Pour reprendre le sous-titre de votre ouvrage, en quoi l’Arabie saoudite est-elle un pays invendable ?

Pierre Conesa : Elle est invendable en termes d’atteinte aux droits de l’homme, qui sont extrêmement nombreux dans le royaume. Les exécutions capitales sont très communes ; rapportées à sa population, l’Arabie saoudite est le pays qui compte le plus de décapitations dans le monde. Notons également que les droits des femmes sont presque inexistants. Loujain al-Hathloul en a d’ailleurs fait les frais. Cette militante féministe avait été arrêtée une première fois en 2014 pour être entrée sur le territoire saoudien au volant d’une voiture depuis les Émirats arabes unis. Elle avait été libérée après plusieurs semaines de détention. La conduite n’était alors pas encore autorisée pour les femmes. En 2018, elle était à nouveau arrêtée puis condamnée à 1001 jours de prison en vertu d’une loi « antiterroriste » ; elle a finalement été libérée en février 2021, mais reste assignée à résidence. Sa famille a dénoncé des actes de torture et de harcèlement sexuel lors de son emprisonnement. En 2014, c’est Raif Badawi qui fut lui condamné à 1000 coups de fouet et à 3 ans de prison pour « insulte à l’islam ». Il est encore enfermé à ce jour, bien que sa peine ait été suspendue pour raisons médicales après 50 coups de fouet. C’est donc en partant de ce postulat que j’ai tenté de comprendre le mécanisme avec lequel la richesse permettait de vendre un pays invendable.

Afin d’éviter d’être mis au ban des nations, le royaume saoudien multiplie les contrats de lobbying. Vous expliquez d’ailleurs que le lobby saoudien est puissant par sa diversité et sa constante évolution. Quels sont les contours de cette arborescence et comment a-t-elle pu se mettre en place ?

Deux épisodes ont démontré l’efficacité du lobby saoudien. Le premier est le 11 septembre 2001 : sur les 19 terroristes ayant perpétré l’attentat, 15 étaient saoudiens. Pourtant, lorsque George Bush prend la parole et définit son « axe du Mal », seuls l’Iran, l’Irak et la Corée du Nord figurent parmi les pays ennemis.

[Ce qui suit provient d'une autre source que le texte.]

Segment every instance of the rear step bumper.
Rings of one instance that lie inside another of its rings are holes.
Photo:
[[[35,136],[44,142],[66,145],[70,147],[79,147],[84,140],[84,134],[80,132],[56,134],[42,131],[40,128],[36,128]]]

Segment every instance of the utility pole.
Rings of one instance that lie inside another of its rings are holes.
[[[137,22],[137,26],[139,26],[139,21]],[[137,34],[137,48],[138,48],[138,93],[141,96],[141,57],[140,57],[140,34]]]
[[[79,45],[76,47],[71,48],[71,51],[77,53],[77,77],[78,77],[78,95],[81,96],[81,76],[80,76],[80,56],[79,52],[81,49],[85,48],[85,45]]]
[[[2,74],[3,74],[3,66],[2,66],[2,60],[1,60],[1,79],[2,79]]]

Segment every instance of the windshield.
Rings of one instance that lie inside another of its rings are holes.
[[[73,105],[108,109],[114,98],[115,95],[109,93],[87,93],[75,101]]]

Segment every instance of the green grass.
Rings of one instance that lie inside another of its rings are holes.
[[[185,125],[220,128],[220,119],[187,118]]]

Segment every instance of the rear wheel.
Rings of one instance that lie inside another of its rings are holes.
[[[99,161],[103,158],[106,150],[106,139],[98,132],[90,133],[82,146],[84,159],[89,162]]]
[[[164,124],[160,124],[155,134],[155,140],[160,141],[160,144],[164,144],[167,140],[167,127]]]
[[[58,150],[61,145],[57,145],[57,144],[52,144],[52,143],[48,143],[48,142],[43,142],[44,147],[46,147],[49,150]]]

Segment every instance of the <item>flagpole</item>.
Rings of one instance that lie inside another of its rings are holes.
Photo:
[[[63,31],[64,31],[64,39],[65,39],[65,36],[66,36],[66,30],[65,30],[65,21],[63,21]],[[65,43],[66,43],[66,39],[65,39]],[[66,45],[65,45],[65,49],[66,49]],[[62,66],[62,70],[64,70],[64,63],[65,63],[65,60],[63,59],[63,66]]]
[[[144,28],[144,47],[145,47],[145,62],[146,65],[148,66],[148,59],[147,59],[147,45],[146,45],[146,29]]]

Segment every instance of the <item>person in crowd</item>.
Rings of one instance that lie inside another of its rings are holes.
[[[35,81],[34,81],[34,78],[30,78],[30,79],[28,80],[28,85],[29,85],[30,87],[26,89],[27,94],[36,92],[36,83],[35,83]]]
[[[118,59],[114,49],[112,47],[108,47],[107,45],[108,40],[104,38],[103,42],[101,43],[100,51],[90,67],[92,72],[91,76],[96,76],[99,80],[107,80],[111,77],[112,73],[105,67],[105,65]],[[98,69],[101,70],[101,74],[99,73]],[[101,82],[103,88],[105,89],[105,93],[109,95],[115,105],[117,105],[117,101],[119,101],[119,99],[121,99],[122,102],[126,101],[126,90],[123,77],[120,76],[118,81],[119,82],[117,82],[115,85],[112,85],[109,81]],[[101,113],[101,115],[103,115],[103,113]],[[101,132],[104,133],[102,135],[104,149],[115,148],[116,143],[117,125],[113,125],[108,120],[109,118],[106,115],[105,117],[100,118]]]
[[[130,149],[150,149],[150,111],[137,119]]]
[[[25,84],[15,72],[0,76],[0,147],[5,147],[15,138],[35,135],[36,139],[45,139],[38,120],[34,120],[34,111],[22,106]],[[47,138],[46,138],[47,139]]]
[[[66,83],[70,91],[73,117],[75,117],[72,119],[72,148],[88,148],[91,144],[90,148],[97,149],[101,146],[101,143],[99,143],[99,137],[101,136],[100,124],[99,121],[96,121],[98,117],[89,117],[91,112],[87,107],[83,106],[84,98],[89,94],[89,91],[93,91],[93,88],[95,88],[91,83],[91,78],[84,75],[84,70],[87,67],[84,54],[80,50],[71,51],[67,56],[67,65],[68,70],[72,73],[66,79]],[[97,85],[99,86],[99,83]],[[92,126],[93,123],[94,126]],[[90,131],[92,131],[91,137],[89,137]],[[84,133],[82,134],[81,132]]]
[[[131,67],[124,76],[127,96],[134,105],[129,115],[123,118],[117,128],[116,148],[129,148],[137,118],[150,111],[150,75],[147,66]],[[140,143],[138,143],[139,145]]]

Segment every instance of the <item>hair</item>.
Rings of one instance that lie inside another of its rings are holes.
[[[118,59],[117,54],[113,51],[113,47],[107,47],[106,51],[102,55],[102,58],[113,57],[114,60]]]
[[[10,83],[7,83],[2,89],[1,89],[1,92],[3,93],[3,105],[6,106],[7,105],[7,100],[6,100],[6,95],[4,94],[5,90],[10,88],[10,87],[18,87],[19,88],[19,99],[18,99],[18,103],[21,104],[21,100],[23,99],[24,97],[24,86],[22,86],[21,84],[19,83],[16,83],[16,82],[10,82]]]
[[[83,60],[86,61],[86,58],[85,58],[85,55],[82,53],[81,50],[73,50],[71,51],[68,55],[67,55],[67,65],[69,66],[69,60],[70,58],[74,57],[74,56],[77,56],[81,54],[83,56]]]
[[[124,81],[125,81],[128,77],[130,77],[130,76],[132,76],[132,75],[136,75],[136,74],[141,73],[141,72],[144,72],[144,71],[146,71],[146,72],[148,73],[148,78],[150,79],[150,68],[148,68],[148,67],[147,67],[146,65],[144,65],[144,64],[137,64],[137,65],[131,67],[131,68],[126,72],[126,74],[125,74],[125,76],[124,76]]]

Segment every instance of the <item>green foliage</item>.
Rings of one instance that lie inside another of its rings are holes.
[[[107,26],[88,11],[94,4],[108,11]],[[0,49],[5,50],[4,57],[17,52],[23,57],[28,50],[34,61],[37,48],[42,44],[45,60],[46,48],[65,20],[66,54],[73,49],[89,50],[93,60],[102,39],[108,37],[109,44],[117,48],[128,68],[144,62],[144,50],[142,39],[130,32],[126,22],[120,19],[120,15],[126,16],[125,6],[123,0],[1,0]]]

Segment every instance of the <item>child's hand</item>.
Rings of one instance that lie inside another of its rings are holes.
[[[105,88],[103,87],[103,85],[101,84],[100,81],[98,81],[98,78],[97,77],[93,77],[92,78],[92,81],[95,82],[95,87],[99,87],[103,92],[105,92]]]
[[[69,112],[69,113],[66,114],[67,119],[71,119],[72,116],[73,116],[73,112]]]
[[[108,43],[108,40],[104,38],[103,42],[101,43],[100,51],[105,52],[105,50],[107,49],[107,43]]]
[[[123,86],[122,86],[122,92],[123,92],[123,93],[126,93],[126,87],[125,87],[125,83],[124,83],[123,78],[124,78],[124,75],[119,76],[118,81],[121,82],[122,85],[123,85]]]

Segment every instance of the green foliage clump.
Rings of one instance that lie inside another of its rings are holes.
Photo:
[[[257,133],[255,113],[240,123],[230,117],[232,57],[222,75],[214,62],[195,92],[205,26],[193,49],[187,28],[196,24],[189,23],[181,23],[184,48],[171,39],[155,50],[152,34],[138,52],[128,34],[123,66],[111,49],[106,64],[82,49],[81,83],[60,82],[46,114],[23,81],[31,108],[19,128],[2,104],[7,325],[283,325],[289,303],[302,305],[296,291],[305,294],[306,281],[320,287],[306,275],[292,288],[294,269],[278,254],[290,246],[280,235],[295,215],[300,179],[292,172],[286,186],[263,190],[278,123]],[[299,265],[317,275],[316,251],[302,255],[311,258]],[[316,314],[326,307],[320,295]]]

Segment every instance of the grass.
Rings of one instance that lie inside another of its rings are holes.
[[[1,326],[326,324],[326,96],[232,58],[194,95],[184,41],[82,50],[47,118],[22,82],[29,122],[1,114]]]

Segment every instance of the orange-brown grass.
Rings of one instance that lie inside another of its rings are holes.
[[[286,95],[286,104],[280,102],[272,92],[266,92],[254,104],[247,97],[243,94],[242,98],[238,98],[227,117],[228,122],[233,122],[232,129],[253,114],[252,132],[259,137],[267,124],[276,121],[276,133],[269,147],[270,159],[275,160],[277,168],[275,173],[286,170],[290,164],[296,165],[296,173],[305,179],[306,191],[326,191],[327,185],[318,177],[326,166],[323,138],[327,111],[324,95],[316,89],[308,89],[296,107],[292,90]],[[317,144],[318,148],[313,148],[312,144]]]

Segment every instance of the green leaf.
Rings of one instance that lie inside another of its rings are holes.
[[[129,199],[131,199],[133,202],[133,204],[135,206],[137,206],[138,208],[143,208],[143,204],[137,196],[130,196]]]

Le second épisode marquant est l’assassinat de Jamal Khashoggi (1) dans le consulat saoudien à Istanbul en 2018. Bien qu’un rapport de la CIA ait prouvé l’implication du prince héritier Mohammed ben Salmane, en tant que commanditaire du meurtre, aucune sanction internationale n’a été prise. Pour comprendre comment le royaume est parvenu à éviter ces dernières, il faut opérer un retour en arrière. Jusqu’à la fin des années 1970, l’Arabie se préoccupait peu de l’opinion publique internationale et vivait dans une superbe indifférence. Mais, en 1979, trois épisodes vont créer un traumatisme. Il s’agit tout d’abord de l’attaque de la Grande Mosquée par des disciples du grand mufti Abd al-Aziz ibn Baz. Le régime s’est aperçu que ce qu’il avait contribué à créer était en train de se retourner contre lui. Ensuite, l’invasion de l’Afghanistan par les Soviétiques pousse à l’exil nombre de jeunes désœuvrés qui trouvent en Afghanistan une terre de djihad idéale. Cela va réconcilier la hiérarchie religieuse et la dynastie saoudienne. Enfin, le phénomène majeur qui achèvera de la déstabiliser, c’est l’essor du Qatar. En effet, ce dernier devient richissime à partir de 1975, grâce à la découverte d’immenses nappes pétrolières et gazières, qu’il exploite avec l’Iran. Cela lui permet de développer une diplomatie particulière — bien étudiée par Christian Chesnot et Georges Malbrunot —, celle du carnet de chèques. C’est ainsi que ce petit pays, qui était pratiquement inexistant au sein du Conseil de coopération du Golfe, devient un acteur majeur jouissant d’une image positive sur la scène mondiale. Bien qu’il soit proche des Frères musulmans, il apparaît comme plus modéré et moins dangereux que les Saoudiens, ce qui va particulièrement gêner ces derniers. Toutefois, les ouvrages de Chesnot et Malbrunot vont montrer que ce type de diplomatie n’est pas sans risques, car elle permet de tracer facilement les transactions, ce qui déstabilisera fortement le Qatar. L’Arabie saoudite note alors que ce type de diplomatie dite « du carnet de chèques » ne peut se pratiquer de manière directe et décide d’engager des sociétés de relations publiques.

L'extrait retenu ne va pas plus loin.